TechTalks from event: Big Learning: Algorithms, Systems, and Tools for Learning at Scale

We are still uploading slides and videos for this event. Please excuse any discrepancy.

Day 2 Afternoon Session

  • Tutorial: GraphLab 2.0 Authors: Joseph Gonzalez and Yucheng Low
  • Block splitting for Large-Scale Distributed Learning Authors: Neal Parikh
    Machine learning and statistics with very large datasets is now a topic of widespread interest, both in academia and industry. Many such tasks can be posed as convex optimization problems, so algorithms for distributed convex optimization serve as a powerful, general-purpose mechanism for training a wide class of models on datasets too large to process on a single machine. In previous work, it has been shown how to solve such problems in such a way that each machine only looks at either a subset of training examples or a subset of features. In this paper, we extend these algorithms by showing how to split problems by both examples and features simultaneously, which is necessary to deal with datasets that are very large in both dimensions. We present some experiments with these algorithms run on Amazon's Elastic Compute Cloud.
  • Spark: In-Memory Cluster Computing for Iterative and Interactive Applications Authors: Matei Zaharia
    MapReduce and its variants have been highly successful in supporting large-scale data-intensive cluster applications. However, these systems are inefficient for applications that share data among multiple computation stages, including many machine learning algorithms, because they are based on an acyclic data flow model. We present Spark, a new cluster computing framework that extends the data flow model with a set of in-memory storage abstractions to efficiently support these applications. Spark outperforms Hadoop by up to 30x in iterative machine learning algorithms while retaining MapReduce's scalability and fault tolerance. In addition, Spark makes programming jobs easy by integrating into the Scala programming language. Finally, Spark's ability to load a dataset into memory and query it repeatedly makes it especially suitable for interactive analysis of big data. We have modified the Scala interpreter to make it possible to use Spark interactively as a highly responsive data analytics tool.

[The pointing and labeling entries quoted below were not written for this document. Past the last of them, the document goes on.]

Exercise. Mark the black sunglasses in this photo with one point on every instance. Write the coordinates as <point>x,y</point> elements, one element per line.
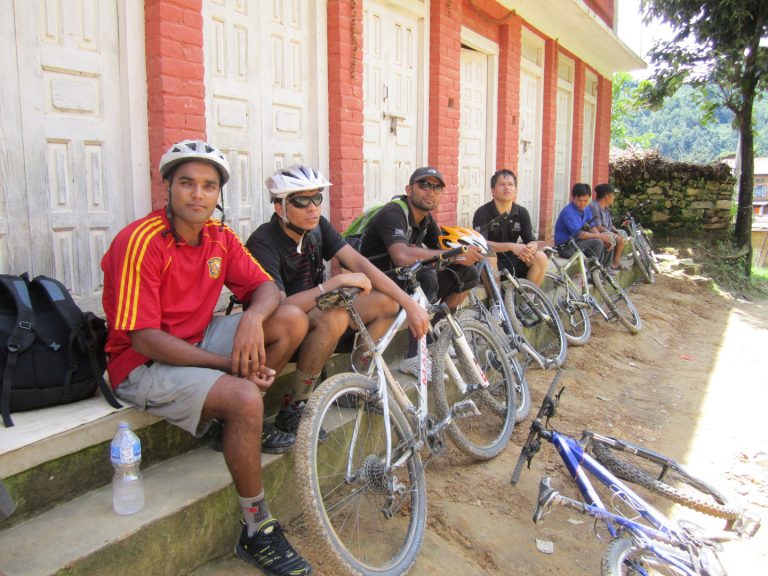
<point>304,201</point>
<point>426,185</point>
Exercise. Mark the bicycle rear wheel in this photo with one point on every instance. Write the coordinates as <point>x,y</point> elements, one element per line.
<point>482,437</point>
<point>663,476</point>
<point>364,518</point>
<point>573,314</point>
<point>625,557</point>
<point>617,300</point>
<point>536,319</point>
<point>642,259</point>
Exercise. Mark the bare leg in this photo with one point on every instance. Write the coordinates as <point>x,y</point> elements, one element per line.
<point>238,402</point>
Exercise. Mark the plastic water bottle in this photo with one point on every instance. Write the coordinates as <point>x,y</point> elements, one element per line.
<point>127,486</point>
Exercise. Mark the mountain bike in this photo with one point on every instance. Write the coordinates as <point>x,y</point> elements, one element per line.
<point>642,539</point>
<point>362,487</point>
<point>571,295</point>
<point>642,250</point>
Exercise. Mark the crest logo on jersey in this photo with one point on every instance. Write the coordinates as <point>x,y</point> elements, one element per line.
<point>214,267</point>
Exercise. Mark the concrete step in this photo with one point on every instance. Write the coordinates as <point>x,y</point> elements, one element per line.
<point>190,517</point>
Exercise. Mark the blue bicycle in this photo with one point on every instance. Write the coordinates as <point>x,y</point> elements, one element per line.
<point>643,540</point>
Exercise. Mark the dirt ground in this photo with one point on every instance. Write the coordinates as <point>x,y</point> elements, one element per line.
<point>691,384</point>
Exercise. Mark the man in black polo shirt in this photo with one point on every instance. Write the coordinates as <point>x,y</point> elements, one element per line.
<point>524,259</point>
<point>293,247</point>
<point>394,238</point>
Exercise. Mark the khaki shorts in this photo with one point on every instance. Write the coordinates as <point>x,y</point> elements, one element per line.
<point>178,393</point>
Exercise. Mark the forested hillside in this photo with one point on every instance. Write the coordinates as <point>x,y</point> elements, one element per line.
<point>677,130</point>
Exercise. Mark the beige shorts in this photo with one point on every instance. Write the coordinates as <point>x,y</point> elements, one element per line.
<point>178,393</point>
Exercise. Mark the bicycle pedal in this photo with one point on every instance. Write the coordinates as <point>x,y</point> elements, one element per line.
<point>544,502</point>
<point>464,409</point>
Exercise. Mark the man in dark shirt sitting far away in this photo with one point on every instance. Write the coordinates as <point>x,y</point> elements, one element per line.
<point>292,247</point>
<point>524,259</point>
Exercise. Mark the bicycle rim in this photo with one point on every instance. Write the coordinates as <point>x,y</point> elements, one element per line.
<point>624,557</point>
<point>484,436</point>
<point>617,300</point>
<point>574,318</point>
<point>537,320</point>
<point>664,477</point>
<point>359,523</point>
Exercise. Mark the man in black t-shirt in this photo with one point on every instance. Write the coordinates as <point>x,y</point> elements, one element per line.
<point>293,248</point>
<point>524,259</point>
<point>394,238</point>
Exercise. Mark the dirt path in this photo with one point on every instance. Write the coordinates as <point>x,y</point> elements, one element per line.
<point>691,385</point>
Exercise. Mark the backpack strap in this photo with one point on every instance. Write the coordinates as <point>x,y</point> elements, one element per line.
<point>20,339</point>
<point>79,323</point>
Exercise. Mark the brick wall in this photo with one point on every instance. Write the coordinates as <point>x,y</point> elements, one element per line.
<point>444,101</point>
<point>175,84</point>
<point>602,129</point>
<point>345,110</point>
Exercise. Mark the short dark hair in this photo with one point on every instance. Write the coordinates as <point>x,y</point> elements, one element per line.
<point>500,173</point>
<point>603,190</point>
<point>581,189</point>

At Berkeley, we have used Spark to implement several large-scale machine learning applications, including a Twitter spam classifier and a real-time automobile traffic estimation system based on expectation maximization. We will present lessons learned from these applications and optimizations we added to Spark as a result.
  • Machine Learning and Hadoop Authors: Jeff Hammerbacher
    We'll review common use cases for machine learning and advanced analytics found in our customer base at Cloudera and ways in which Apache Hadoop supports these use cases. We'll then discuss upcoming developments for Apache Hadoop that will enable new classes of applications to be supported by the system.
  • Large-Scale Matrix Factorization with Distributed Stochastic Gradient Descent Authors: Rainer Gemulla
    We provide a novel algorithm to approximately factor large matrices with millions of rows, millions of columns, and billions of nonzero elements. Our approach rests on stochastic gradient descent (SGD), an iterative stochastic optimization algorithm. Based on a novel ``stratified'' variant of SGD, we obtain a new matrix-factorization algorithm, called DSGD, that can be fully distributed and run on web-scale datasets using, e.g., MapReduce. DSGD can handle a wide variety of matrix factorizations and has good scalability properties.
  • Graphlab 2: The Challenges of Large Scale Computation on Natural Graphs Authors: Carlos Guestrin
    Two years ago we introduced GraphLab to address the critical need for a high-level abstraction for large-scale graph structured computation in machine learning. Since then, we have implemented the abstraction on multicore and cloud systems, evaluated its performance on a wide range of applications, developed new ML algorithms, and fostered a growing community of users. Along the way, we have identified new challenges to the abstraction, our implementation, and the important task of fostering a community around a research project. However, one of the most interesting and important challenges we have encountered is large-scale distributed computation on natural power law graphs. To address the unique challenges posed by natural graphs, we introduce GraphLab 2, a fundamental redesign of the GraphLab abstraction which provides a much richer computational framework. In this talk, we will describe the GraphLab 2 abstraction in the context of recent progress in graph computation frameworks (e.g., Pregel/Giraph). We will review some of the special challenges associated with distributed computation on large natural graphs and demonstrate how GraphLab 2 addresses these challenges. Finally, we will conclude with some preliminary results from GraphLab 2 as well as a live demo. This talk represents joint work with Yucheng Low, Joseph Gonzalez, Aapo Kyrola, Danny Bickson, Alex Smola, and Joseph Hellerstein.